Drama emerges from many sources. Procedurally generated sectors create different starting situations: dangerous FTL making worlds isolated, nearby alien empires, neighbors claiming your lands. Internally, economic management becomes conflict: crop blights, new drugs your pops crave, luxury goods they grow accustomed to that suddenly disappear, migrants whose culture clashes with yours. The systems generate problems; the storyteller notices which hit what you've invested in.
Then there's exploration and wonder. The generator creates genuinely strange situations, with life that has odd quirks. Maybe photosynthesis doesn't work so creatures evolved drum-like organs to harvest seismic energy; maybe the dimensional veil is thin and flora feeds on that energy from outer worlds. You discover giant bulls with addictive meat, potent poisonous plants. These aren't just flavor text. You can build ranch-based economies, craft drugs using those plants as inputs with unique modifiers, use bulls as mine labor. Weirdness becomes raw material for creativity.
But there is a fundamental difference: in tabletop, the GM experiences and co-authors the story. In Uncharted Sectors, the storyteller AI is blind to the story. It just pulls levers based on what it observes. The story exists only in your head. And that's good! Because it means the story is always, genuinely, yours.
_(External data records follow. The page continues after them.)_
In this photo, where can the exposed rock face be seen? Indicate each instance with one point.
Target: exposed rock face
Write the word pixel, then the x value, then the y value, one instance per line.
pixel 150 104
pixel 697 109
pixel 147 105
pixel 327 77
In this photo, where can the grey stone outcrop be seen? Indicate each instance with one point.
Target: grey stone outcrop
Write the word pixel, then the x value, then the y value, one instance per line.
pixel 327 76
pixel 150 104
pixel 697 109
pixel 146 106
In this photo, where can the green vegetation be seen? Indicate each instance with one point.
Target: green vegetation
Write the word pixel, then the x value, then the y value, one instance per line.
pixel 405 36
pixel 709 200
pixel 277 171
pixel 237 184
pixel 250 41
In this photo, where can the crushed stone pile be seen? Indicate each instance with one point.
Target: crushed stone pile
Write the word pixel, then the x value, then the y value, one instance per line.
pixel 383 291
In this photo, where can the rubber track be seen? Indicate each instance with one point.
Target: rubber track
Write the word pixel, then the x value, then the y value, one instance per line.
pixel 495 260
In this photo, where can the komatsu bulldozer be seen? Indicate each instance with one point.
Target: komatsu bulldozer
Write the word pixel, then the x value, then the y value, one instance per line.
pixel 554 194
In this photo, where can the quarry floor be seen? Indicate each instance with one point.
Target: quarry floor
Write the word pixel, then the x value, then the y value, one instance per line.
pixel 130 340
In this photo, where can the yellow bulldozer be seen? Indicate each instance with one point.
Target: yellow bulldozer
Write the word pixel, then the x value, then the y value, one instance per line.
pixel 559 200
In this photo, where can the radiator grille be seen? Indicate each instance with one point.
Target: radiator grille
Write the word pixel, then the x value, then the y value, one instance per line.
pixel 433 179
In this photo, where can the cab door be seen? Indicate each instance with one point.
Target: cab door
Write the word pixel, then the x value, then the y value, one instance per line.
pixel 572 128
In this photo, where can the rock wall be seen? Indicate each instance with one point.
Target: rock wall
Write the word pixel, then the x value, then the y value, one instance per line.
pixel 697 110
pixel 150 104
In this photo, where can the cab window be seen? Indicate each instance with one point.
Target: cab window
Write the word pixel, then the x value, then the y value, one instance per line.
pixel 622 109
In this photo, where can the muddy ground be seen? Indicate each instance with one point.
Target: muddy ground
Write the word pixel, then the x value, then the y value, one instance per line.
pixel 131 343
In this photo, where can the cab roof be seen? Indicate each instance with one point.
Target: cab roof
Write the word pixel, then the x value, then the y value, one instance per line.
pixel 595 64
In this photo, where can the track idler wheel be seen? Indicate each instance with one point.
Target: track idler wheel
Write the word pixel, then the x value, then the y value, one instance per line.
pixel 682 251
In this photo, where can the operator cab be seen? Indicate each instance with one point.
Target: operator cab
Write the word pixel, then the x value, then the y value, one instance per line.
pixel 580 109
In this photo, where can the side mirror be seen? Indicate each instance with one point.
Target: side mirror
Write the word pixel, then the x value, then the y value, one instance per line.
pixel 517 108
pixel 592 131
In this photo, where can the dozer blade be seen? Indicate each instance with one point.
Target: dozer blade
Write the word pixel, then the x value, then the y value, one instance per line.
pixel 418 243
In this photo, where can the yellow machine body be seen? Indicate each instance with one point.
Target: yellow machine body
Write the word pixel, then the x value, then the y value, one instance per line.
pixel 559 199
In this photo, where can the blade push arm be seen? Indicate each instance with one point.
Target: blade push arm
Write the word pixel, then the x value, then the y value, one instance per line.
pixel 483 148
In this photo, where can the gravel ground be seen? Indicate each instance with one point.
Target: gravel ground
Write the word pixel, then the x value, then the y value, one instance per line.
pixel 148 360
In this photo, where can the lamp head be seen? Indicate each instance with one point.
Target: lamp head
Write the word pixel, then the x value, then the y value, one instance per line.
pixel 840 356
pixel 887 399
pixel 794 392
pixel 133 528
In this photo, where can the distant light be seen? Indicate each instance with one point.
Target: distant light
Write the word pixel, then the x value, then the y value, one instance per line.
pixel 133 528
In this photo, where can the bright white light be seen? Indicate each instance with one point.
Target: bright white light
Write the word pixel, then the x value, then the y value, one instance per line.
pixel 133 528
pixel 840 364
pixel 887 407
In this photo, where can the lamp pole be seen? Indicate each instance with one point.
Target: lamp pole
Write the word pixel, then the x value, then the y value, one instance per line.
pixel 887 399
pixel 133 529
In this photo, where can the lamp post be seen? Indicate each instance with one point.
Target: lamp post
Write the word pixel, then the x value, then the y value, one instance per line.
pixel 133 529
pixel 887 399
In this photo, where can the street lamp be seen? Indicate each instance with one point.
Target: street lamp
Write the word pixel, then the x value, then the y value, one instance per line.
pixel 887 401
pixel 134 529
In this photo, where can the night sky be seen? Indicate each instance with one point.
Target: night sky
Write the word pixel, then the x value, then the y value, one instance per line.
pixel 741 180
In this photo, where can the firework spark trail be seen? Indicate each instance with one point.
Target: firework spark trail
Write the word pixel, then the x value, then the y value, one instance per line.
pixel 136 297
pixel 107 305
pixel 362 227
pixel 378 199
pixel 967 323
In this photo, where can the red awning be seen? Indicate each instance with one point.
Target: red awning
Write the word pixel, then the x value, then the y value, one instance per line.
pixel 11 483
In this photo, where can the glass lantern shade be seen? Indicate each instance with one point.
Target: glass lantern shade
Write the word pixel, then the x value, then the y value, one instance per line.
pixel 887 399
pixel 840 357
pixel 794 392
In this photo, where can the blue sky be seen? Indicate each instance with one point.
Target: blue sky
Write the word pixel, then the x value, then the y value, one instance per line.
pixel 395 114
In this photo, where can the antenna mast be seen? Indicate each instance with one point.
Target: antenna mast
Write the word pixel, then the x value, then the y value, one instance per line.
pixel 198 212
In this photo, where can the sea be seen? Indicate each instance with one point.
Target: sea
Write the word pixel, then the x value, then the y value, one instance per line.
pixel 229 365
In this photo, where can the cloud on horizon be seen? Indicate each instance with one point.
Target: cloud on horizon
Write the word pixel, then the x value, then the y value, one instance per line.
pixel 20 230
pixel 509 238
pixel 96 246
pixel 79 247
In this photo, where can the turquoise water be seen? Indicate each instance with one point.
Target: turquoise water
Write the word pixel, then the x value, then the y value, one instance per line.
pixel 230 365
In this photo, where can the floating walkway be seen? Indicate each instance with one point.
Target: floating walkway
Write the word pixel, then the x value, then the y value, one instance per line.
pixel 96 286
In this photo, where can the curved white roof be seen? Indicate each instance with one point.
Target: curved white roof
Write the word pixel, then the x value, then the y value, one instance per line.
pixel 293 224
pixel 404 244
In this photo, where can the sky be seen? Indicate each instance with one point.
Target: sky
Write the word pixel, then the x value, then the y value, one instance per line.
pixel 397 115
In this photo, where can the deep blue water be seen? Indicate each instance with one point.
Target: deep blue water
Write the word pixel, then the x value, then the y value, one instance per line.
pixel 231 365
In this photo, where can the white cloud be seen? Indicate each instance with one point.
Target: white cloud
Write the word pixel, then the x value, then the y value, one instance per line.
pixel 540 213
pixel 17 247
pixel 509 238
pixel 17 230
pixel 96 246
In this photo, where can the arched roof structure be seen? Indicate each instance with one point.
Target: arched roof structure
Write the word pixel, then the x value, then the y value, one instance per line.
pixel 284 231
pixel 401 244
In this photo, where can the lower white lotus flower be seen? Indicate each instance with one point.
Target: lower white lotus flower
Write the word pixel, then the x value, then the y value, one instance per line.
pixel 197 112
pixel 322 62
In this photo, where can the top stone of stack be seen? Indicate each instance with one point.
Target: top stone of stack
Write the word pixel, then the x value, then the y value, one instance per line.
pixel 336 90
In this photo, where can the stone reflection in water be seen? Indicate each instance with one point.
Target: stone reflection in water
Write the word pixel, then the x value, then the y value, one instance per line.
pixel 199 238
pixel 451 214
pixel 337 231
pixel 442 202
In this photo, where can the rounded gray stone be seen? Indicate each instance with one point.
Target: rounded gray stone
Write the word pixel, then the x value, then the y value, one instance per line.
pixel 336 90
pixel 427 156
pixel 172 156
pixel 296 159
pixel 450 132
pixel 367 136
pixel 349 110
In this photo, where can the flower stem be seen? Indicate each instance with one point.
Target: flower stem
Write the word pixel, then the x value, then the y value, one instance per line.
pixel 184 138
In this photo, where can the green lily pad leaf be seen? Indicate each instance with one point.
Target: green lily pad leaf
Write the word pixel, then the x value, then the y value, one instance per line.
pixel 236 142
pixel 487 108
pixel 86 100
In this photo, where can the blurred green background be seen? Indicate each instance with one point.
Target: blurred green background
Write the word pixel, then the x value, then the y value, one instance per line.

You care because your empire is called Númenor. You care because you chose the blue planet instead of the green one, because you decided you wanted that dolphin-cake spa resort. Every naming choice, every aesthetic decision, every weird economic specialisation is an act of authorship. The systems do not create your story; they create the conditions for you to author your own.
Just like in Dwarf Fortress, where different players see that volcano tile differently: some want to build something beautiful surrounded by lava, others want industrial power, others have a crazy goblin-melting idea. The sandbox doesn't care which story you tell. It just makes sure your story has weight.